Location
- Limes Avenue Morecambe, Lancashire, LA3 1HS England 54°03′36″N 2°52′41″W﻿ / ﻿54.06005°N 2.87818°W

Information
- Type: Academy
- Local authority: Lancashire
- Trust: Star Academies
- Department for Education URN: 144646 Tables
- Ofsted: Reports
- Executive headteacher: Lee Waring
- Principal: Stacey Cantley
- Gender: Co-educational
- Age: 11 to 16
- Website: https://www.bayleadershipacademy.com/
- 1km 0.6miles Bay Leadership Academy

= Bay Leadership Academy =

School in Heysham, Lancashire, England

Bay Leadership Academy (formerly Heysham High School/Balmoral Secondary) is a co-educational secondary school and former sixth form in Morecambe in the English county of Lancashire.

The school serves pupils mainly from the Heysham, Morecambe and Lancaster areas.

Previously a community school administered by Lancashire County Council, in June 2018 Heysham High School converted to academy status and was renamed Bay Leadership Academy. The school is now sponsored by Star Academies.

==Curriculum==
Virtually all maintained schools and academies follow the National Curriculum, and are inspected by Ofsted on how well they succeed in delivering a 'broad and balanced curriculum'. Schools endeavour to get all students to achieve the English Baccalaureate(EBACC) qualification- this must include core subjects a modern or ancient foreign language, and either History or Geography.
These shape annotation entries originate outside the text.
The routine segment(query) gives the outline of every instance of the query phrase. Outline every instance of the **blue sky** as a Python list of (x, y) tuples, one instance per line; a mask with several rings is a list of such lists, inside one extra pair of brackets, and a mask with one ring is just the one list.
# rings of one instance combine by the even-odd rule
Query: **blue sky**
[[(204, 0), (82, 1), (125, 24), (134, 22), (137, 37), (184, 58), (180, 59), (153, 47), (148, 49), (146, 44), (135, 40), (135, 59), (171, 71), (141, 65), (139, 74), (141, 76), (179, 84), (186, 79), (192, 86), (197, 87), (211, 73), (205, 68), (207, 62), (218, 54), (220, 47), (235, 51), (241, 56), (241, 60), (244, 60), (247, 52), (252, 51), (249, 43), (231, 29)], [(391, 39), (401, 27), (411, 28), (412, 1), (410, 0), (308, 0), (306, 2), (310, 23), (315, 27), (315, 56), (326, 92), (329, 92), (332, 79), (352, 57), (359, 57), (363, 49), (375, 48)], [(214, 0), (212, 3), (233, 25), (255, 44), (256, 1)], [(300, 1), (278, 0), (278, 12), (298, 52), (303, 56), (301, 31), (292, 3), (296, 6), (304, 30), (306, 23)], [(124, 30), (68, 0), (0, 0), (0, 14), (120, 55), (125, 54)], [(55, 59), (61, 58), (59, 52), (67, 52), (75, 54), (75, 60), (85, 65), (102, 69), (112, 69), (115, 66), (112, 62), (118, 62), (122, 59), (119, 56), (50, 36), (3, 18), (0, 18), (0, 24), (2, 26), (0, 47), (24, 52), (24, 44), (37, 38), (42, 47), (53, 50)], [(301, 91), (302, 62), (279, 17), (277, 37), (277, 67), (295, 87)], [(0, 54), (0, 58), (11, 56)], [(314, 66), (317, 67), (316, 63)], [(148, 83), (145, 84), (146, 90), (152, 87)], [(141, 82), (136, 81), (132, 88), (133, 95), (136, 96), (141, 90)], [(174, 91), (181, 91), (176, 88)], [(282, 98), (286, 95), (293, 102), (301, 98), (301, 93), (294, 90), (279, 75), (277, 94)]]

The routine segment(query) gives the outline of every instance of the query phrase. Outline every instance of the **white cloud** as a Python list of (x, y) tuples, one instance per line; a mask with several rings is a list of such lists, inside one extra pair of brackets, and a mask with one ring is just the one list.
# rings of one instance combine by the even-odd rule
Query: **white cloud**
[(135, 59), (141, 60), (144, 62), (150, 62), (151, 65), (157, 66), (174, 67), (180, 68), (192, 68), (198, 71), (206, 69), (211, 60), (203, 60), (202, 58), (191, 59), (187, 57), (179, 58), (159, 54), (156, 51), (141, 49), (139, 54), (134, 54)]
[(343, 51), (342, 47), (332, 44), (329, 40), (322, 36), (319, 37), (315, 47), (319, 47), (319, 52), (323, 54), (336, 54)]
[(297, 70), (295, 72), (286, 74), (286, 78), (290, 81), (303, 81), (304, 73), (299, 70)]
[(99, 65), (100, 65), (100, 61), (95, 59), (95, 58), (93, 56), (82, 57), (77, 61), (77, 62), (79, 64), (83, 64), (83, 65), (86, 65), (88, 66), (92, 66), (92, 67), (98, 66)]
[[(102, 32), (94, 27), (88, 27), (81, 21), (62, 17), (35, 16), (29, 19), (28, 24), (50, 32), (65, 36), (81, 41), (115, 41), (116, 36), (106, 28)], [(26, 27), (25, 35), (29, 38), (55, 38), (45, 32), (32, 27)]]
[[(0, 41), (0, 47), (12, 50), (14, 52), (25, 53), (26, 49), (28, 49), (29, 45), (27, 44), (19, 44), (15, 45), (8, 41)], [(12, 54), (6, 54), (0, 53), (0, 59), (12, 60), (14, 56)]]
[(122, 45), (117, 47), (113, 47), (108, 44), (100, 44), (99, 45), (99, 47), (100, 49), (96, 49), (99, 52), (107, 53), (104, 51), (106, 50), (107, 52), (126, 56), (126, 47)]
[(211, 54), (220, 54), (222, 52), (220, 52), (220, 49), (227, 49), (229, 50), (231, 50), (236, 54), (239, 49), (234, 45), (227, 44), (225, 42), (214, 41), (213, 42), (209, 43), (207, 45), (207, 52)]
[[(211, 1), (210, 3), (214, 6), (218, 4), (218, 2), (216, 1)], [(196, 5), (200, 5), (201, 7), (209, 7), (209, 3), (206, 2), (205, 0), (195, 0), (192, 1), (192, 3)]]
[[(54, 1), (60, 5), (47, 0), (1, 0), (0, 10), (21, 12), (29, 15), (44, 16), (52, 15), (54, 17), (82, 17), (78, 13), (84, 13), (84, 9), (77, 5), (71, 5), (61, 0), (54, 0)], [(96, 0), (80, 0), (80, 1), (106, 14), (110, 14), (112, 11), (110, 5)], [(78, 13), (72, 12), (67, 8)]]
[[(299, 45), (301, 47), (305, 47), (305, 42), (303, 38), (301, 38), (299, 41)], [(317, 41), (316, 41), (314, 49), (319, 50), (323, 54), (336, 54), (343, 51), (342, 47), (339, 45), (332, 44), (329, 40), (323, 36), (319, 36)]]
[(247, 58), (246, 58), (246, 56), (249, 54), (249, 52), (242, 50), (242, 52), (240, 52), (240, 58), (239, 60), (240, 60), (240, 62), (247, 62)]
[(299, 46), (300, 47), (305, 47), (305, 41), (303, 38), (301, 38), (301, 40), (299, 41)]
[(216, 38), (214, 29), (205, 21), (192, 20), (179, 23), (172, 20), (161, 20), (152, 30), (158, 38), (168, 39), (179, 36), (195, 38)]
The school operates a two-year, Key Stage 3 where all the core National Curriculum subjects are taught allowing more time to prepare for exams.. Year 7 and Year 8 study core subjects: English, Mathematics, Science. The following foundation subjects are offered: Art & Design, Computing, Design & Technology, Drama, Ethics & Life Skills PSHE & RE, French, Geography and History, Music and PE.

For Key Stage 4 Bay Leadership Academy offers GCSEs, BTECs and City and Guilds courses as programmes of study for pupils.